People should not call me Her Holiness. I’m a girl person—not a Chinese or a Tibetan. I tell Larry this when he swims into my room in Amdo. I’ve seen him in spectals about samurai and spacers, where he looks dark-haired and chest-strong. Now, anymore, he isn’t. He has silver hair and hips like Mama’s. His eyes do a flash thing, though, even when he’s not angry, and it throws him back into the spectals he once star-played in as cool guy Lawrence Lake.
“Do I look Chinese, or Tibetan, or even Indian?” Larry asks.
“No you don’t,” I say. “But you don’t look like no girl either.”
“A girl, Your Holiness.” Larry must correct me, Mama says, because he will teach me logic, Tibetan art and culture, Sanskrit, Buddhist philosophy, and medicine (space and otherwise). And also poetry, music and drama, astronomy, astrophysics, synonyms, and Tibetan, Chinese, and English. Plus cinema, radio/TV history, politics and pragmatism in deep-space colony planting, and lots of other stuff.
“No girl ever got to be Dalai Lama,” I tell Larry.
“Yes, but our Fourteenth predicted his successor would hail from a place outside Tibet; and that he might re-ensoul not as a boy but as a girl.”
“But Sakya Gyatso, our last, can’t stick his soul in this girl.” I cross my arms and turn a klutz-o turn.
“O Little Ocean of Wisdom, tell me why not.”
Stupid tutor-guy. “He died after I got borned. How can a soul jump in the skin of somebody already borned?”
“Born, Your Holiness. But it’s easy. It just jumps. The samvattanika viññana, the evolving consciousness of a Bodhisattva, jumps where it likes.”
“Then what about me, Greta Bryn?” I tap my chest.
Larry tilts his ginormous head. “What do you think?”
Oh, that old trick. “Did it kick me out? If it kicked me out, where did I go?”
“Do you feel it kicked you out, Your Holiness?”
“I feel it never got in. Inside, I feel that I . . . own myself.”
“Maybe you do, but maybe his punarbhava”—his re-becoming—“is in there mixing with your own personality.”
“But that’s so scary.”
“What did you think of Sakya Gyatso, the last Dalai Lama? Did he scare you?”
“No, I liked him.”
“You like ev
erybody, Your Holiness.”
“Not anymore.”
Larry laughs. He sounds like he sounded in The Return of the Earl of Epsilon Eridani. “Even if the process has something unorthodox about it, why avoid mixing your soul self with that of a distinguished man you liked?”
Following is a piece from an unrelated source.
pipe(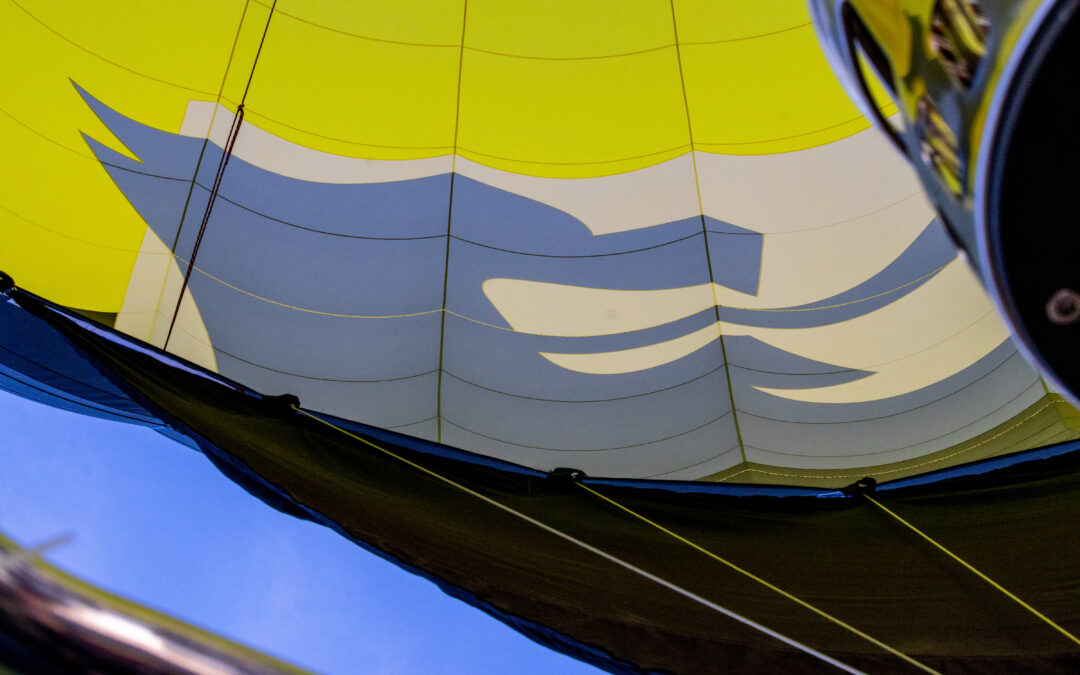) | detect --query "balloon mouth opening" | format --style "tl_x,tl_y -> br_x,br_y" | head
982,0 -> 1080,392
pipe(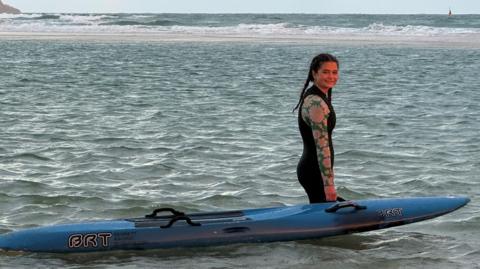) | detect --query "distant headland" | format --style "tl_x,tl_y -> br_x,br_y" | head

I don’t answer this windy ask. Instead, I say, “Why did he have to die, Mister Larry?”
“Greta, he didn’t have much choice. Somebody killed him.”
Every ‘day’ I stay up-phase. Every day I study and try to understand what’s happening on Kalachakra, and how the late Dalai Lama, at swim in my soul, has slipped his bhava, “becoming again,” into my bhava, or “becoming now,” and so has become a thing old and new at the same time.
Larry tells me just to imagine one candle lighting off another (even though you’d be crazy to light anything inside a starship), but my candle was already lit before the last Lama’s got snuffed, and I never even smelt it go out. Larry laughs and says His Dead Holiness’s flame was “never quenched, but did go dim during its forty-nine-day voyage to bardo.” Bardo, I think, must look like a fish tank that the soul tries to swim in even with nothing in it.
Up-phase, I learn more about Kalachakra. I don’t need my tutor-guy. I wander all about, between study and tutoring times. When the artificial-grav cuts off, as it does a lot, I float my ghost self into bays and nooks everywhere.
Our ship has a crazy bigness, like a tunnel turning through star-smeared space, like a train of railroad cars humming through the Empty Vast without any hum. I saw such trains in my hypnoloading sleeps. Now I peep them as spectals and mini-holos and even palm pix.
Larry likes for me to do that too. He says anything ‘fusty and fun’ is OK by him, if it tutors me well. And I don’t need him to help me twig when I snoop Kalachakra. I learn by drifting, floating, swimming, counting, and just by asking ghosts what I wish to know.